You would think the Jones family would recognize and address this situation, but it does not. Neither does Congress.
The root of the debt problem is that the voters typically do not send people to Congress to save money. They are sent there to bring home the bacon to their own home state.
To effect budget change, we need to change the job description and give Congress new marching orders.
It is awfully hard (but not impossible) to reverse course and tell the government to stop borrowing money from our children and spending it now.
In effect, what we have is a reverse mortgage on the country. The problem is that the voters have become addicted to the money. Moreover, the American voters are still in the denial stage, and do not want to face the possibility of going into rehab.
To: David Thomas
From: Catherine Austin Fitts, Solari Inc.
Re: Federal Budget 101
Thank you for your comments. I believe you may want to add a few items to your marvelous presentation:
- The Jones family numbers presented are not reliable. They have refused to produce audited financial statements as required by law for fifteen years. Mysteriously, their bankers continue to operate their account and credit card companies continue to extend credit despite this absence of proper accounting and disclosure.
- The Jones family bank accounts do not balance. In fact their banks have reported undocumentable adjustments of over $40,000 and no one knows where the money went.
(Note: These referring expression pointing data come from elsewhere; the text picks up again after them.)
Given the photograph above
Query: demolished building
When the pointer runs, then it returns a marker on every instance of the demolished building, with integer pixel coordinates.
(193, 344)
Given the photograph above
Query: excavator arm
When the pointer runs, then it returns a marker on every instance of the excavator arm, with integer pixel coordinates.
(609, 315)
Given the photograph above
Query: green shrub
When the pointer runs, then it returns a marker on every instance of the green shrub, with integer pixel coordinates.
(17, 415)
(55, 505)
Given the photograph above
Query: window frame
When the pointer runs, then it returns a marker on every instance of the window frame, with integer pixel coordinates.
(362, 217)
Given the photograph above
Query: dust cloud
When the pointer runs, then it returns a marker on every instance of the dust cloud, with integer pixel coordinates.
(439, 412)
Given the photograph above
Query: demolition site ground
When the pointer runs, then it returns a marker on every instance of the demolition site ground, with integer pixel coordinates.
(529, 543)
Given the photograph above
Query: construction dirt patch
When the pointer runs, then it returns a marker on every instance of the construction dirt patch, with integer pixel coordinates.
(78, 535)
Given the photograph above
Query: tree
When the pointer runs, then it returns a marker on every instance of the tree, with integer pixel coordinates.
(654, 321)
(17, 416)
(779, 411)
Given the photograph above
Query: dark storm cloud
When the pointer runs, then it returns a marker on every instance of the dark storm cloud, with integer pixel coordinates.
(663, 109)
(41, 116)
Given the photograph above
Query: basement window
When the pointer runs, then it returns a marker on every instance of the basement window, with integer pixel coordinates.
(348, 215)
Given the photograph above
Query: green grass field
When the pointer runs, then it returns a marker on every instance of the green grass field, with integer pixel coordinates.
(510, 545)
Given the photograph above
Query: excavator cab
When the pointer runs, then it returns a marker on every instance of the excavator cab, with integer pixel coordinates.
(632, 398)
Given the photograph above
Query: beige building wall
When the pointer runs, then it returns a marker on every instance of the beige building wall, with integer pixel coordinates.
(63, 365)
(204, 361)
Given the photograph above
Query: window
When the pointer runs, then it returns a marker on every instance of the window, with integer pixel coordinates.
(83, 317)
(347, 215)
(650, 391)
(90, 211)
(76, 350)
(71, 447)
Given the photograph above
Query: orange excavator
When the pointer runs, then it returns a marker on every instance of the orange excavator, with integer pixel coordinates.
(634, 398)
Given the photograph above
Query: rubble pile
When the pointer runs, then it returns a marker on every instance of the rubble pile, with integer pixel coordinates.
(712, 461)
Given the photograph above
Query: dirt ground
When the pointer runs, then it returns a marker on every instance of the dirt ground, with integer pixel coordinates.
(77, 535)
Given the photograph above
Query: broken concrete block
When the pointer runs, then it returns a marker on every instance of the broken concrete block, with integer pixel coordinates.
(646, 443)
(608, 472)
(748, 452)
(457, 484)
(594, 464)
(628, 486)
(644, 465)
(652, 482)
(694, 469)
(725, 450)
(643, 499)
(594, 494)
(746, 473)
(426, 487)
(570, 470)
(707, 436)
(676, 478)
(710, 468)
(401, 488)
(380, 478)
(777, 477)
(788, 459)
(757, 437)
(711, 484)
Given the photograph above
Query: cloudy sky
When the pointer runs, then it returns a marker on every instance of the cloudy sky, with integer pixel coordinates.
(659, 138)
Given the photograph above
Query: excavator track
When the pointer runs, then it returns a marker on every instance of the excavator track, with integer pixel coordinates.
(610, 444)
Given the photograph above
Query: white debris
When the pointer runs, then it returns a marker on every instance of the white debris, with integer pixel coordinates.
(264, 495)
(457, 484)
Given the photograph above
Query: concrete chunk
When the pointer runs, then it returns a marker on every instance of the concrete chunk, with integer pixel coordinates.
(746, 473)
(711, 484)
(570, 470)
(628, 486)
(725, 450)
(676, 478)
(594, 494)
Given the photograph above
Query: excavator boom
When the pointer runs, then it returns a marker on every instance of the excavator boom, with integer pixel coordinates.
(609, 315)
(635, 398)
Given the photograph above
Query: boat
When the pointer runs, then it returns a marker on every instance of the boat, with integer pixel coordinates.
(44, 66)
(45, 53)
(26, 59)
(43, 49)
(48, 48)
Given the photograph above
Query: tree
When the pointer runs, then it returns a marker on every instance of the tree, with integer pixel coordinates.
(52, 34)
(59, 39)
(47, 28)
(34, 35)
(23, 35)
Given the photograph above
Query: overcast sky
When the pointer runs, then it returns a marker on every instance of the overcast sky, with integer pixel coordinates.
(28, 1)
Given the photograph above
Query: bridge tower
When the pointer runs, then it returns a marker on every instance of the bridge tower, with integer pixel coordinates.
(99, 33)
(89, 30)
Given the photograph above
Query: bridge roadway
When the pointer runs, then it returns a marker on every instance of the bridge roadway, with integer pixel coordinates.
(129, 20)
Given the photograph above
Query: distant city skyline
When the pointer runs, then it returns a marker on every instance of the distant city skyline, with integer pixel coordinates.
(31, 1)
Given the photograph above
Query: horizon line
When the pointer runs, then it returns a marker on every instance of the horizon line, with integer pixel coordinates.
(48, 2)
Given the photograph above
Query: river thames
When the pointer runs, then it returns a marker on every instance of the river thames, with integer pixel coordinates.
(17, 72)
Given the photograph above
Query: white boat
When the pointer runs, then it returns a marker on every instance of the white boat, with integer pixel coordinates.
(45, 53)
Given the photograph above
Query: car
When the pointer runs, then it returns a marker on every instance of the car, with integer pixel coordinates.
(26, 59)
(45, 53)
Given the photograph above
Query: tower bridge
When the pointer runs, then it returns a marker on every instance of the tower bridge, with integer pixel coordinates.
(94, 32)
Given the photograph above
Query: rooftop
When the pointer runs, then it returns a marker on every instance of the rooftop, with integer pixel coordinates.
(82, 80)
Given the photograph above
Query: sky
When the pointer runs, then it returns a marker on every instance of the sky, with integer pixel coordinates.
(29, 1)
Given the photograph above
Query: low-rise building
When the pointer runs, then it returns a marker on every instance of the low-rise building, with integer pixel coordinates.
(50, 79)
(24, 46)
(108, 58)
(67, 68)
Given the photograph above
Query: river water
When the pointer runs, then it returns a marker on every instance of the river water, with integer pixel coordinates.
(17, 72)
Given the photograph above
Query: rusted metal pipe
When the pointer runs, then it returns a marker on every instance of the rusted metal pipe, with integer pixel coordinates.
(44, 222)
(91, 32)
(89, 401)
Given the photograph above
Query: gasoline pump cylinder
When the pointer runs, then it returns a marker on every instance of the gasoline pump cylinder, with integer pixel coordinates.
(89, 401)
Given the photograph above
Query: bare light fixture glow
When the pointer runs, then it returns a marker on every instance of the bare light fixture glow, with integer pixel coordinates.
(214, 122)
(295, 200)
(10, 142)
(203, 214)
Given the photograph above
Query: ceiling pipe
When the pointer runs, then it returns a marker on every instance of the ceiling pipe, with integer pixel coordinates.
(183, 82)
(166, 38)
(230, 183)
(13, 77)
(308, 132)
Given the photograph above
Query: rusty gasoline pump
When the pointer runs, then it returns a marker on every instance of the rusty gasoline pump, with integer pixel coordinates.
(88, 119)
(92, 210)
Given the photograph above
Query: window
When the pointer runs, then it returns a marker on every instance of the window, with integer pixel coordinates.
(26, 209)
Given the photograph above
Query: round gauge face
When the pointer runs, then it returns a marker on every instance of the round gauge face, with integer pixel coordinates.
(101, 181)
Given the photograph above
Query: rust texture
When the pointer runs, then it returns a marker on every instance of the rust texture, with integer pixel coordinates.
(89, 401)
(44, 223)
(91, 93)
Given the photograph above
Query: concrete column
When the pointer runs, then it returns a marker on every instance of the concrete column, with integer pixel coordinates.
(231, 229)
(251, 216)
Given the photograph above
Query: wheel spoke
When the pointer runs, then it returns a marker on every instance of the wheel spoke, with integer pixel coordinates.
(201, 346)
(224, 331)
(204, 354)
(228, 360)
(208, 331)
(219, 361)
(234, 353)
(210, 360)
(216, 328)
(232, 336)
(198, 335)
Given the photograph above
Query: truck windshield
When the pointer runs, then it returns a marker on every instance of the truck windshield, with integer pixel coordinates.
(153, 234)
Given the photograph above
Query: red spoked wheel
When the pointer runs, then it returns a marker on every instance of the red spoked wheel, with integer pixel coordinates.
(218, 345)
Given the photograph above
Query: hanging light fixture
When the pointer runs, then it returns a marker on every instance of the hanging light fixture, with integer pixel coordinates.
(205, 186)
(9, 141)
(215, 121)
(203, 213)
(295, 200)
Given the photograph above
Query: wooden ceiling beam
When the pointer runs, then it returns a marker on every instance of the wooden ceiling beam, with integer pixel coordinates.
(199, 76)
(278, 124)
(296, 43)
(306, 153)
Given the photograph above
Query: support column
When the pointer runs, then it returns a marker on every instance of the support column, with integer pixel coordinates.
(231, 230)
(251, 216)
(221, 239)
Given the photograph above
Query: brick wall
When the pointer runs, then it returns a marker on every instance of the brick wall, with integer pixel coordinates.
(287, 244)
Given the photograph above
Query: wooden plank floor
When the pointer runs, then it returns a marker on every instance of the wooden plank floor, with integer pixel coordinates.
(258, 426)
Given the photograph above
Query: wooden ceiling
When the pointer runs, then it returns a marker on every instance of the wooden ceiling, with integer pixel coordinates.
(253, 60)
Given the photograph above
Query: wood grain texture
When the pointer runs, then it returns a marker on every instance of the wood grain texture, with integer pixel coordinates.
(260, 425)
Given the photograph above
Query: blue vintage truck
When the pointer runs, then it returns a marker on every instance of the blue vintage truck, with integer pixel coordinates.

The banks have promised it will not happen in the future, but have made no effort to find out what happened or to return missing funds.
- There are significant allegations of collateral fraud in their mortgage borrowings. It appears their covert revenues have been far in excess of what has been reported and their debt as a result of fraudulent mortgages may be greater by many multiples than their stated mortgage payable. It appears the fraudulent mortgages may have been packaged into securities by their banks and sold to the Jones pension plan.
- Over the last two years, the Jones made gifts and loans to their banks of $270,000 as a result of threats that their finances would otherwise collapse. They did not get a report or accounting on how the funds were used.
- The purchasing power of the Jones savings and income dropped by approximately 50% from 2003 to 2008, and probably by a similar amount since then. Their banks are able to print money that debases them. They have no power to stop it.
- The Jones’ banks have used the lending power from their deposits in combination with gifts and loans to finance the shift of the manufacturing base abroad to profit from cheaper labor and to hire lobbyists to ensure that tax rules are such that they do not have to be pay taxes in the US. As a result, it is anticipated that the Jones are likely to lose their jobs in the reasonably near future. Given the possibility of cutbacks in unemployment and other governmental programs, it is not clear how they will fund their daily expenses no matter how much they reduce their budget.
Is the problem that the Jones need to cut back or that the entire financial ecosystem needs to be illuminated and reengineered, including a return of funds stolen and misappropriated by the banks?